A while ago David Orr had a very sharp piece in Poetry about the politics of poetry. He was interested in why it's such a perpetually hot topic. "We don't spend much time wondering what poetry has to do with neuroscience or television writing or college basketball," wrote Orr, "yet these are important areas of American life that involve assertions about truth, form, morality, and the nature of culture—all subjects regularly claimed as poetry's turf."
Around the same time, Lucia Perillo posted to Poetry's Harriet blog about the left-wingishness of many American poets. She speculated that "it may be that poets are aligned with the left because they tend to share the concerns of the poor, or at least the not-rich, having only moderate incomes and job stability." An interesting hypothesis, I thought, but one that doesn't really look all that true: compared to the population as a whole, American poets aren't, as a rule, particularly downtrodden (of course there are exceptions).
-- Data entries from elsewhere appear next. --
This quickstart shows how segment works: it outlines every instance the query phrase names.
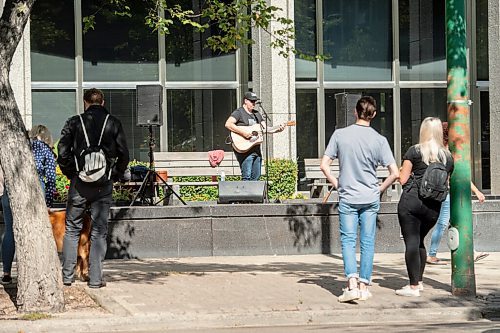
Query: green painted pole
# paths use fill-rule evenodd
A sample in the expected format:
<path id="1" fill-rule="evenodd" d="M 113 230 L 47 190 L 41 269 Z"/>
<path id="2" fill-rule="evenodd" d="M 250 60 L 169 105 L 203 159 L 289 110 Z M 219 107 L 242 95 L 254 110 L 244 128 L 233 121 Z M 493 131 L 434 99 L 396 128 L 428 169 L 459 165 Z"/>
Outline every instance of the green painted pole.
<path id="1" fill-rule="evenodd" d="M 455 237 L 458 247 L 451 251 L 451 290 L 453 295 L 475 296 L 464 0 L 446 0 L 446 46 L 449 144 L 455 160 L 450 180 L 450 222 L 452 230 L 458 232 L 458 237 Z"/>

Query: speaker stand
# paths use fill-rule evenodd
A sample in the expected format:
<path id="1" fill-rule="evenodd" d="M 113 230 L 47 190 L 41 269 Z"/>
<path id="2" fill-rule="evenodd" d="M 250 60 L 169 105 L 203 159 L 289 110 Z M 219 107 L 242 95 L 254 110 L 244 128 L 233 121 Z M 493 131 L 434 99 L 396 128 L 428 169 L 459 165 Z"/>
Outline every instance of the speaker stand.
<path id="1" fill-rule="evenodd" d="M 134 198 L 132 199 L 132 202 L 130 203 L 130 206 L 133 206 L 137 199 L 139 199 L 139 202 L 141 203 L 142 206 L 156 206 L 160 202 L 163 202 L 165 199 L 169 198 L 170 195 L 175 195 L 177 199 L 179 199 L 180 202 L 182 202 L 183 205 L 187 205 L 184 200 L 182 200 L 181 196 L 177 194 L 172 186 L 168 184 L 165 179 L 160 177 L 158 173 L 155 171 L 155 161 L 154 161 L 154 155 L 153 155 L 153 148 L 155 147 L 155 139 L 153 136 L 153 126 L 149 125 L 149 168 L 148 172 L 146 174 L 146 177 L 144 177 L 144 180 L 139 187 L 139 190 L 135 194 Z M 165 186 L 164 188 L 164 193 L 163 193 L 163 198 L 159 198 L 156 200 L 155 194 L 158 193 L 159 195 L 159 189 L 158 189 L 158 182 L 155 183 L 155 180 L 161 179 L 161 183 Z"/>

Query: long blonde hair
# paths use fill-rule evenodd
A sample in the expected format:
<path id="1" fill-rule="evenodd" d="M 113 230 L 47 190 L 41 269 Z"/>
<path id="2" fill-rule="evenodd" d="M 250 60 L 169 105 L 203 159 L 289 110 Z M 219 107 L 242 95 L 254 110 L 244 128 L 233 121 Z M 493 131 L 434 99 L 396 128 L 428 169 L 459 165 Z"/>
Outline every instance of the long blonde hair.
<path id="1" fill-rule="evenodd" d="M 39 139 L 45 142 L 50 148 L 54 146 L 54 140 L 49 129 L 44 125 L 35 125 L 29 133 L 30 139 Z"/>
<path id="2" fill-rule="evenodd" d="M 420 141 L 417 150 L 425 164 L 441 162 L 446 164 L 449 151 L 443 144 L 443 125 L 436 117 L 427 117 L 420 125 Z"/>

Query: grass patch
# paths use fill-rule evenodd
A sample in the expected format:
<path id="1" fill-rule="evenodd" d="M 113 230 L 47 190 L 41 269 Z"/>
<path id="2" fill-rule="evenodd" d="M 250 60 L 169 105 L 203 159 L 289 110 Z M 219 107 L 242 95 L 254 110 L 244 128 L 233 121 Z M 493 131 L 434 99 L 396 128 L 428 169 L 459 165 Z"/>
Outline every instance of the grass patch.
<path id="1" fill-rule="evenodd" d="M 21 320 L 29 320 L 29 321 L 35 321 L 35 320 L 41 320 L 41 319 L 49 319 L 51 315 L 47 313 L 41 313 L 41 312 L 32 312 L 32 313 L 27 313 L 19 317 Z"/>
Anyway, reading Orr and Perillo got me thinking, and I put together an essay that tries, in its bumbling way, to shed some light on these issues from a sociological perspective. Why do so many poets think of their work as political? Does it make sense for them to do so? And what's with the prevailing left-of-center view (which I share, but which must have some sociological explanation) (which doesn't mean it isn't a valid political viewpoint). The essay I came up with is called "Poetry, Politics, and Leanings-Left" and it's in the November issue of Poetry, and also available online.
I talk about some of the same things I cover in the essay in the last half of this month's Poetry Foundation podcast, "The Savage Detective Turns to Poetry" (I'm not the savage detective: that's the much-more glamorous Roberto BolaƱo, whose poetry is also featured). I thought I was groggy when we recorded the interview, but apparently the jug of java I downed just beforehand had kicked in by the time I started speaking: in contrast to the calm, controlled Don Share and Chris Wiman, I fear I may sound like some kind of jittery fiend, the kind of guy who'd grab you by the elbow on the subway and give you his nine-part theory on how the Aztecs invented the internet. (Did I ever explain how the Aztecs did that? No? Okay! A topic for my next post!).
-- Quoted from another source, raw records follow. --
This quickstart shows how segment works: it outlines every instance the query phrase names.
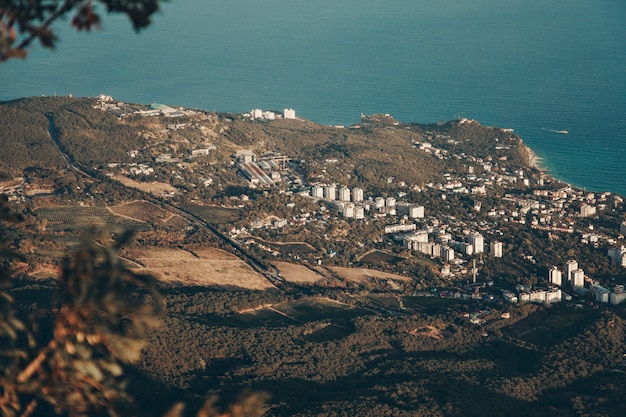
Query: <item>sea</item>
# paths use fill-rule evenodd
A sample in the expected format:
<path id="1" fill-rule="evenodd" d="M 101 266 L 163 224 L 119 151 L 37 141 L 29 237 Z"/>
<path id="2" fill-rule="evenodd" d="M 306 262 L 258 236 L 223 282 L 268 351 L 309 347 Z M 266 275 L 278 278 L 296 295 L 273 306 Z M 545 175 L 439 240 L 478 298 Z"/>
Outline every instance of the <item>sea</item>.
<path id="1" fill-rule="evenodd" d="M 123 16 L 56 30 L 54 50 L 0 64 L 0 101 L 466 117 L 514 129 L 560 180 L 626 195 L 624 0 L 170 0 L 139 33 Z"/>

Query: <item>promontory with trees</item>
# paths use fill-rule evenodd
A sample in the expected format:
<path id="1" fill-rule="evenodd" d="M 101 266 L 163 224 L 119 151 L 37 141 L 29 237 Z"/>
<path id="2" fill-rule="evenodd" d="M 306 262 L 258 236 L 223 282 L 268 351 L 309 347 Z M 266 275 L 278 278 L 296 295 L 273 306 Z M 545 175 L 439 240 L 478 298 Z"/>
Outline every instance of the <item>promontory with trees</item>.
<path id="1" fill-rule="evenodd" d="M 626 408 L 623 198 L 511 129 L 37 97 L 0 148 L 6 415 Z"/>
And speaking of jittery fiends, I'm about to jump back into the fiend-friendly environment that is the blogosphere to read obsessively —nay, with maniacal zeal — about the election! Why? Because it's just like the ending of Peter Pan — you know, the part of the movie where, if we all clap hard enough, Tinkerbell will live. I mean, isn't it true that every time you read an online analysis of a swing state poll, Barack Obama gets just a little closer to the White House?